First Citizens’ contribution will fully fund CU Business EDGE, enabling the program to improve and expand such development initiatives as etiquette dinners, resume workshops, mock interviews and dress-for-success events, to name a few. First Citizens also has announced it is contributing an additional $40,000 toward construction of the new business school, expected to be completed in January of 2020.

“First Citizens’ stepping up like this will help our students become more well-rounded and competitive,” Diamond Steele said. “This partnership is going to provide us the wherewithal to deliver these programs on a larger scale.”

Chuck Perry, an ’84 graduate of Clemson’s business college and area executive at First Citizens, said the partnership will enrich development opportunities for students, and it may open a talent pipeline for his employer.

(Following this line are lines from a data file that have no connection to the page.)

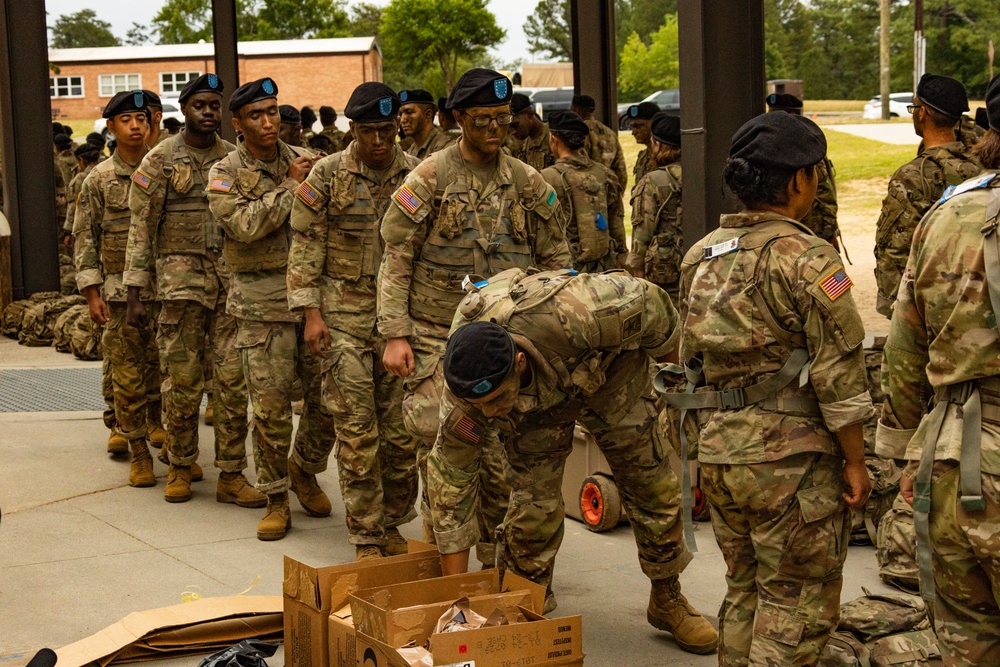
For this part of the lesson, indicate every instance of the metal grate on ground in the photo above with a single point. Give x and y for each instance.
(50, 389)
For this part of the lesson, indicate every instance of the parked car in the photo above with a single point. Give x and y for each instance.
(897, 106)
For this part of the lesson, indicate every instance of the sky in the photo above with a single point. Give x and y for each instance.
(510, 15)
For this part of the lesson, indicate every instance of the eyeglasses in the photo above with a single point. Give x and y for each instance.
(484, 121)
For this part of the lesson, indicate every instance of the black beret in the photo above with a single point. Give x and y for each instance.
(568, 122)
(666, 129)
(519, 102)
(206, 83)
(372, 102)
(642, 111)
(289, 114)
(480, 87)
(993, 103)
(261, 89)
(126, 101)
(479, 357)
(416, 96)
(779, 140)
(943, 94)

“In supporting Clemson’s next generation of talent, First Citizens is hoping this partnership will make a difference in students’ lives and, of course, their careers,” said Perry, of Clemson. “We are well aware of the caliber of student the Clemson business college graduates, and we hope this connection will also make them more aware of the career opportunities First Citizens Bank has to offer.”

Nearly 90 Clemson alumni are employed by Raleigh, N.C.-headquartered First Citizens, which has grown to more than 500 branches in 21 states and has in excess of $34 billion in assets. Perry, along with another area executive, Jimmy Gulledge of Greenville, an ’83 graduate of Clemson’s business college, are First Citizens’ unofficial drivers of the partnership with Clemson’s College of Business.

“This is a mutually beneficial program that will bridge the demands of corporate culture and student experience,” Perry added. “The program is adding polish to the great education students are receiving at Clemson, plus they have an edge in employment opportunities with First Citizens and some of our customers.”

Diamond Steele said the EDGE program and building fund contributions epitomize the importance First Citizens puts on being a good corporate citizen.

“First Citizens is to banking what Clemson is to higher education,” she said. “Their generous support of business education at Clemson is a good illustration of why their business has had sustained success for more than 100 years, and continues to grow and prosper.”